O novo álbum, Gente, chega em 2024.

Nancy Vieira: “Este disco espelha tudo o que sou como cabo-verdiana”

Fotografia: Direitos Reservados
Publicado a: 08/09/2023

Nancy Vieira, cantora cabo-verdiana radicada em Portugal há muitos anos, prepara-se para apresentar no início do próximo ano um novo álbum, Gente. Embora ainda faltem alguns meses para o lançamento, a artista de 48 anos já está a antecipar o disco nos concertos que tem dado pelo mundo. E nos próximos dias há dose dupla em Portugal.
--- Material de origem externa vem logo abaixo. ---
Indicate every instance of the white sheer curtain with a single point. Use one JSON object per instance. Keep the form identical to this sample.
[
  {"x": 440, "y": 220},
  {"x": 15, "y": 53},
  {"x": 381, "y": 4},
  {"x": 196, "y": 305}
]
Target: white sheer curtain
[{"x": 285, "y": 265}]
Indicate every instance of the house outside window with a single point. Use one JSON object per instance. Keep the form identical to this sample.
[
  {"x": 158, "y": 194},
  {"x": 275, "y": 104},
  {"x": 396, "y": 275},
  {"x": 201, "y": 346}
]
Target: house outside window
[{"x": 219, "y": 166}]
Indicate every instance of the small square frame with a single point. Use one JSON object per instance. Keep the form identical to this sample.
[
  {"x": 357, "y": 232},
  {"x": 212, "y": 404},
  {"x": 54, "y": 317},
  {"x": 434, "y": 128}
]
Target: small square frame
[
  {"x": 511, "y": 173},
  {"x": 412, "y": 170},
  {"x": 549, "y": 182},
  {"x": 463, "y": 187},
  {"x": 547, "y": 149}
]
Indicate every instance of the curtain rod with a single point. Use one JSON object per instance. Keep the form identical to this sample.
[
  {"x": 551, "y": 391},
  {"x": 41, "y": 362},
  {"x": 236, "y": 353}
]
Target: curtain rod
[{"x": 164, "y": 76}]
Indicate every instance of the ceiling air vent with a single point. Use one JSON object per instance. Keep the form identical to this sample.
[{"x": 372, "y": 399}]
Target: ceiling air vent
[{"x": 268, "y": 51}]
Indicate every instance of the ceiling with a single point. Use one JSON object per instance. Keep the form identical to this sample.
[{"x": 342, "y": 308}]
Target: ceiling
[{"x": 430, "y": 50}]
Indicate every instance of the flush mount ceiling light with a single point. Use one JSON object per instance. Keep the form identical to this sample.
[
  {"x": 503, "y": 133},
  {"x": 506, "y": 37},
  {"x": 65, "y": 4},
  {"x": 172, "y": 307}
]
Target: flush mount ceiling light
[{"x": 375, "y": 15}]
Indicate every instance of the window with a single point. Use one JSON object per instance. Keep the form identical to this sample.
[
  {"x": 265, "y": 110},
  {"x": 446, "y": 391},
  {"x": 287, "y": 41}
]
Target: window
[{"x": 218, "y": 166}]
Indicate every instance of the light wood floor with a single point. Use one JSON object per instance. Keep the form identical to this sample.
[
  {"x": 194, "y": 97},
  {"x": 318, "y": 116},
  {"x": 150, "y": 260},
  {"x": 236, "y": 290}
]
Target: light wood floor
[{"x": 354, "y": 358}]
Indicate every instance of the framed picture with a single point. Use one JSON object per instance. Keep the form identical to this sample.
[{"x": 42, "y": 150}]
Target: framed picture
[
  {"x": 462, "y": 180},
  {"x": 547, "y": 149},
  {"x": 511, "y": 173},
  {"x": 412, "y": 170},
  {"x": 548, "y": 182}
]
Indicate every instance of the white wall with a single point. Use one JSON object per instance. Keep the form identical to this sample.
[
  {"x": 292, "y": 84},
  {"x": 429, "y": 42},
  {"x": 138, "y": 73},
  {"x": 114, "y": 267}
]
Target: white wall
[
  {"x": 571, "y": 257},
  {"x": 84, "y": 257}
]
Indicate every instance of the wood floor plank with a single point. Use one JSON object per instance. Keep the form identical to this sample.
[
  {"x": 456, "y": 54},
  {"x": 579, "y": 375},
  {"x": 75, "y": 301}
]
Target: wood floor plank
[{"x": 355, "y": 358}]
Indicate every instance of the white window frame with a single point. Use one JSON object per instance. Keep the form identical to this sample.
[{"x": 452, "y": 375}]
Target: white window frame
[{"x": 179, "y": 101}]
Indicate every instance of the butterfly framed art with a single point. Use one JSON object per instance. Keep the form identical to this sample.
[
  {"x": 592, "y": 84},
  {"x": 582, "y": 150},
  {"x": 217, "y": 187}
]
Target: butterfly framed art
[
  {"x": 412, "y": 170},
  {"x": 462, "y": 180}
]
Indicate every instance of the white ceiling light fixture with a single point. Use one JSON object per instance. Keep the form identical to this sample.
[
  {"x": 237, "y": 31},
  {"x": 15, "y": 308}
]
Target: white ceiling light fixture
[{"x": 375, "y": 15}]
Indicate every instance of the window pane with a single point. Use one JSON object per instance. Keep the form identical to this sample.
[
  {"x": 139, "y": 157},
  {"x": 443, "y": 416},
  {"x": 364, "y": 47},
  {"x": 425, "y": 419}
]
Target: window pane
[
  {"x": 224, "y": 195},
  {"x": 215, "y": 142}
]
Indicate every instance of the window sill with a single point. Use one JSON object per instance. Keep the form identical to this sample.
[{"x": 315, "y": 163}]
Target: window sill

Vai atuar na sexta-feira, 8 de Setembro, no festival Artes à Rua, em Évora. No dia seguinte, 9 de Setembro, sobe ao palco do Centro Cultural Vila Flor, em Guimarães, para uma performance enquadrada no Manta. Para antecipar as actuações e o álbum que aí vem, Nancy Vieira trocou umas palavras com o Rimas e Batidas.



O espectáculo que está a apresentar antecede o álbum que vai lançar no início de 2024, certo?

É verdade. Não vão ser concertos totalmente novos, não serão inteiramente de apresentação do álbum, mas talvez perto de 50% do reportório já sejam canções do disco novo. Vou ter convidados que gravaram no disco e estão disponíveis para estarem nestes concertos. E interpretarei também temas de álbuns anteriores. Estou muito feliz por voltar aos palcos portugueses. Tenho cantado um pouco por todo o mundo ao longo destes anos e tinha saudades dos palcos em Portugal, confesso.

São diferentes, para si?

São palcos mais perto de casa. Os palcos de casa são os de Cabo Verde, a seguir são os portugueses. Portanto, acabam por ser casa também. Vivo em Portugal há cerca de 30 anos, portanto já me sinto em casa aqui. 

E que convidados terá então nestes espetáculos?

Vou ter os Acácia Maior, da ilha de São Vicente. Fazem uma música de raiz cabo-verdiana, bebem da tradição, mas, como são jovens, trazem também uma sonoridade bastante actual, moderna, de música que podemos chamar urbana. Mas têm elementos bastante enraizados na tradição, daí terem despertado o meu encanto. O tema que fazemos juntos no álbum e agora no concerto de Évora chama-se “Novo Kretcheu”. Portanto, é um “novo amor”. O outro convidado é Remna Schwarz, um artista guineense. Eu sou uma cabo-verdiana nascida na Guiné, portanto tenho essa ligação. De família cabo-verdiana, nasci na Guiné, embora cedo tenha ido para Cabo Verde, onde cresci. Mas tenho essa ligação com a Guiné, e é também a minha terra. Apesar de nunca ter vivido lá e em adulta só ter voltado lá uma vez. Mas tenho uma ligação através da música. Daí o desejo, de há uns tempos para cá, de gravar uma música da Guiné-Bissau. Inicialmente pensei em gravar uma versão de um clássico, de uma música guineense da minha infância… Acabei por fazer algo… Não diria melhor, mas mais fresco. Pedi um tema inédito ao Remna e ele ofereceu-me uma música muito bonita, de sua autoria, que se chama “Singa”. Está no álbum e estará no concerto de Évora e também no de Guimarães.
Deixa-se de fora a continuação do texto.